Berg Insight says cellular IoT antenna shipments rose 23% in 2025. The milestone is a reminder that as LPWAN and 5G-era use cases expand, antenna design and sourcing are becoming a volume hardware topic again—not just an RF detail left to late-stage product engineering.
Connectivity is often discussed in terms of silicon roadmaps, coverage maps and subscription economics. But at the point where IoT deployments move from pilots to industrial scale, the physical layer has a habit of reasserting itself. Antennas—usually treated as a small line item in a bill of materials—can become a defining constraint when device makers must ship millions of units while keeping certification risk, supply continuity and in-field performance under control.

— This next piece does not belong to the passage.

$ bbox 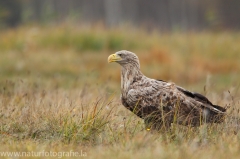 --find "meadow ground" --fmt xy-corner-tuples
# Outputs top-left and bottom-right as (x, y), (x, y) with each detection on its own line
(0, 25), (240, 159)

That backdrop matters for a new data point from market research firm Berg Insight: cellular IoT antenna shipments grew 23 percent in 2025, reaching 757 million units. For an industry that has spent the past few years focused on module availability, LTE-M/NB-IoT footprint expansion and the early contours of 5G for IoT, the number is a tangible indicator that the hardware side of cellular IoT is now operating at consumer-electronics-like volumes in many segments.
Why antenna data offers a clearer view of IoT adoption
Unlike module shipment figures—which often bundle multiple radio variants and can be hard to translate into deployment reality—antenna shipments are tightly coupled to physical devices. A cellular IoT antenna is rarely purchased “just in case”; it is usually selected for a specific product, enclosure, mounting method and regulatory path. In other words, antenna volumes can serve as a proxy for how many cellular-connected endpoints are actually being built across categories.

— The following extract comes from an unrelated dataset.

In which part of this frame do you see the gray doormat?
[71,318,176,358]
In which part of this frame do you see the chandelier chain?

The differentiation in Berg Insight’s announcement is precisely this focus on a component that sits at the intersection of RF engineering and manufacturing operations. Many industry updates track network or chipset trends. Antenna shipment growth, by contrast, points to the less glamorous work of turning connectivity into repeatable hardware designs: matching radiating elements to real-world installation conditions, navigating detuning effects from plastics or metal housings, and maintaining consistent performance across manufacturing tolerances. Those issues do not disappear with more advanced cellular standards; they often become harder as devices shrink, add bands, or need to coexist with GNSS, Wi-Fi or Bluetooth inside the same enclosure.

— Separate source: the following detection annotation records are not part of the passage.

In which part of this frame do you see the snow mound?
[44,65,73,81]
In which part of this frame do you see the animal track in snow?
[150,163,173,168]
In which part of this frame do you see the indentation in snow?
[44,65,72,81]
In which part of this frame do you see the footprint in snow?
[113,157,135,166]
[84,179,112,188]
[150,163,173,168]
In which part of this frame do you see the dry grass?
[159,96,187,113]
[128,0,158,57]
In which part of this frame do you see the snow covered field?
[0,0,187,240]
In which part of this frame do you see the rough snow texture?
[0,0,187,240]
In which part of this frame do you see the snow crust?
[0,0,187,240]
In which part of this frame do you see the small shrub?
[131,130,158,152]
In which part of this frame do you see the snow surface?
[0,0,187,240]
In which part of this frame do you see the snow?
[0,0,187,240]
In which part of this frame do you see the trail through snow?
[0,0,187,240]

What 757 million shipments implies for the ecosystem
A 23 percent year-on-year increase to 757 million units suggests that cellular IoT is broadening beyond a handful of high-volume verticals and into a wider base of “quiet scale” products: devices that don’t attract headlines individually but add up across utilities, industrial monitoring, security, logistics and embedded OEM designs.
It also implies a shift in where risk sits. At lower volumes, antenna selection mistakes can be painful but containable. At the volumes Berg Insight is pointing to, small design choices—connector types, cable routing, adhesive mounting, tuning methodology, and supplier qualification—become recurring operational issues. The practical consequence is that antenna sourcing and validation increasingly look like strategic supply chain decisions rather than late-stage RF checkboxes.
There’s another operational insight embedded in antenna growth: as more device makers standardise on embedded or compact designs, external antennas are not simply “accessories.” They are often the mechanism that lets an OEM use the same core electronics across multiple geographies, installation types and enclosure variants. Rising antenna shipments can therefore reflect product-line strategies aimed at reuse and faster SKU expansion—without changing the modem or baseband design each time.
Implications for OEMs, integrators and connectivity providers
For OEMs, Berg Insight’s figure is a reminder that antenna engineering deserves earlier involvement in product definition, especially for devices expected to ship at scale. Mechanical decisions—materials, mounting positions, cable lengths, and grounding—can lock in RF outcomes long before a lab test. If cellular IoT is now shipping hundreds of millions of antennas annually, competitive differentiation can come from getting these fundamentals right consistently across product generations.
System integrators and solution providers should read the growth as a signal that “RF performance in the field” will remain a source of deployment variability. As projects scale, variability becomes an operational cost: more truck rolls, longer commissioning, and higher rates of “connectivity issues” that are actually antenna placement or enclosure interactions. Antenna-aware installation guidelines and acceptance testing can become a measurable part of project quality.
Connectivity providers, meanwhile, may find that antenna-related performance issues increasingly affect perceived network quality. When endpoints are deployed in basements, behind metal panels, or on moving assets, the difference between a good and mediocre antenna implementation can show up as churn, support tickets, or higher data retransmissions—even when coverage is nominally sufficient. The antenna market’s growth reinforces the need for joint troubleshooting playbooks that span device, antenna and network layers.
A scaling story, not a hype cycle
Berg Insight’s 2025 shipment figure does not claim a new standard or a breakthrough feature. Its value is more practical: it quantifies the extent to which cellular IoT has entered a manufacturing-driven phase where components like antennas must be treated as scale-critical. For professionals building connected products, the message is straightforward—cellular IoT is no longer only about picking the right modem and tariff. It’s about executing the full RF-to-manufacturing stack reliably, at volumes that leave little room for rework.